Another issue is consistency. Different teams (or even different people) might follow slightly different approaches. That leads to variations in output, which shouldn’t really happen for something as structured as this.
And probably the biggest pain point—there’s no single source of truth. RTL, headers, documentation, and devicetrees often come from different flows. Keeping everything in sync becomes a constant effort.
How IDesignSpec Solves This
This is where IDesignSpec™ Suite fits in naturally.
The idea is simple: instead of maintaining multiple representations of the same thing, you define everything once and generate all required outputs from that.
IDesignSpec is already being used for generating RTL, UVM models, C headers, and documentation. Extending it to generate Zephyr-related outputs just builds on the same philosophy.
One good thing is that it doesn’t force you into a new way of working. You can continue using inputs like SystemRDL, IP-XACT, Excel, or even Word—whatever your team is already comfortable with.

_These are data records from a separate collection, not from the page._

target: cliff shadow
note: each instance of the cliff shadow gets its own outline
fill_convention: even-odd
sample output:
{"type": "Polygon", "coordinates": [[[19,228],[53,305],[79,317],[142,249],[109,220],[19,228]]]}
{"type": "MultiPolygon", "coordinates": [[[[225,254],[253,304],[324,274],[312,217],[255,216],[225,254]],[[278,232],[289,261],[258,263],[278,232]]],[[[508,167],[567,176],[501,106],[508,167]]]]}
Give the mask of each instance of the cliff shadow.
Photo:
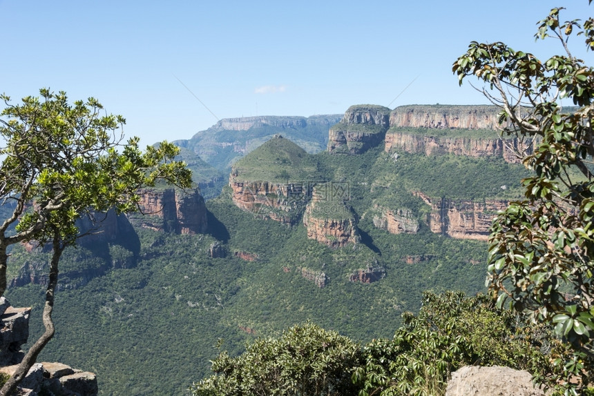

With the new support, it can now generate:
- DTSI files for reusable components
- DTS files for board-level configuration
- YAML bindings needed by Zephyr
Instead of stitching all the components and scripts together manually, everything comes out of the same flow which is driven by a single source of truth – the specification.
Key Benefits
From a practical point of view, this solves a lot of everyday issues:
- You generate everything from a single source of truth, which removes a lot of confusion
- No need to learn or maintain separate formats just for Zephyr
- All outputs are generated together, so they stay consistent by design
- Manual effort is reduced quite a bit
- The solution scales better as the design grows
- Debugging becomes easier because everything traces back to one spec
And honestly, one underrated benefit is peace of mind—you don’t have to keep double-checking if different files are in sync.
Conclusion
At the end of the day, generating DTS, DTSI, and YAML files manually (or semi-manually) just doesn’t hold up well as designs grow.
By bringing this into IDesignSpec, the whole process becomes cleaner and more reliable. You define things once, generate everything you need, and avoid a lot of repetitive work.
It’s not about replacing what engineers do—it’s about removing the tedious parts so more time can go into actual design and problem-solving.